As the speculum is introduced farther into the canal in a downward and forward direction, the tympanic membrane is visualized. The tympanic membrane should appear as an intact, ovoid, semitransparent, pearly gray membrane at the end of the canal. The lower four fifths of the tympanic membrane is called the pars tensa; the upper fifth, the pars flaccida. The handle of the malleus should be seen near the center of the pars tensa. From the lower end of the handle, there is frequently a bright triangular cone of light reflected from the pars tensa. This is called the light reflex, which is directed anteroinferiorly. The pars flaccida, the short process of the malleus, and the anterior and posterior folds should be identified. A normal tympanic membrane is pictured in Figure 11-17A, and the important landmarks are identified in Figure 11-17B.
The presence or absence of the light reflex should not be considered indicative of either normality or disease. The sensitivity of the light reflex for indicating disease is low. There are as many normal tympanic membranes without a light reflex as there are abnormal membranes with a light reflex.
Describe the color, integrity, transparency, position, and landmarks of the tympanic membrane.
Healthy tympanic membranes are usually pearly gray. Diseased tympanic membranes may be dull and become red or yellow. Is the eardrum injected? Injection refers to the dilatation of blood vessels, making them more apparent. The blood vessels should be visible only around the perimeter of the membrane. Dense, white plaques on the tympanic membrane may be caused by tympanosclerosis, which is caused by deposition of hyaline material and calcification within the layers of the tympanic membrane. This condition is commonly (in 50% to 60% of cases) secondary to the insertion of ventilation tubes. The classic horseshoe shape of tympanoscle-rosis is seen in the tympanic membrane shown in Figure 11-18. Despite the size of these lesions, they usually do not impair hearing and are rarely of clinical importance. If the lesion extends into the middle ear, however, conductive deafness may result.

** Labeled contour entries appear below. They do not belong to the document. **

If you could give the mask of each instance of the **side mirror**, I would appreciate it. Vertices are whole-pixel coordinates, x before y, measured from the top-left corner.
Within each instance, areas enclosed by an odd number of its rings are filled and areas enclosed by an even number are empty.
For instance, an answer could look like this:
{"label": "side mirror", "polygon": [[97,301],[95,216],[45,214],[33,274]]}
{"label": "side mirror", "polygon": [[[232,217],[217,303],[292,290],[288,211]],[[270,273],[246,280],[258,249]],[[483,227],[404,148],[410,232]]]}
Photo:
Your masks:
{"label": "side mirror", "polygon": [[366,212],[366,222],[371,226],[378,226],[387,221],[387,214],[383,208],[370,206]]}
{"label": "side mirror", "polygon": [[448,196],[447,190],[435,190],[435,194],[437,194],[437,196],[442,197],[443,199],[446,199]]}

Is the tympanic membrane bulging or retracted? Bulging of the membrane may indicate fluid or pus in the middle ear. No bubbles or fluid should be seen behind the tympanic membrane in the middle ear. A tympanic membrane becomes retracted when intratympanic cavity pressures are reduced: for example, when the eustachian tube is obstructed. Figure 11-19 depicts a ''retraction pocket'' just above the lateral process of the malleus, a condition known as attic retraction. On occasion, the entire tympanic membrane may become retracted
onto the ossicles of the middle ear. The ossicles may become eroded, with the development of a conductive hearing loss.
If the tympanic membrane is perforated, describe the characteristics. Perforation of the tympanic membrane can occur after trauma or infection.
The normal position of the tympanic membrane is oblique to the external canal. The superior margin is closer to the examiner's eye. This is frequently better seen in infants than in adults.
In the normal ear, the handle of the malleus attached to the tympanic membrane is the primary landmark. Frequently, the long process of the incus may be seen posterior to the malleus. The chorda tympani nerve, which supplies innervation to the anterior two thirds of the tongue and stimulates taste there, is frequently visible in the upper posterior quadrant;it passes horizontally across the middle ear behind the tympanic membrane between the long process of the incus and the handle of the malleus. Keratin patches appear as multiple, discrete white patches on the tympanic membrane of all normal membranes; if illumination is not sufficient, however, they may not be visualized. In the presence of a retracted tympanic membrane, the malleus is seen in sharp outline.
There are many differences in the color, shape, and contour of the tympanic membrane, which can be recognized only with experience.
After examining the right ear, examine the left ear by holding the otoscope in the left hand and straightening the canal with the right hand.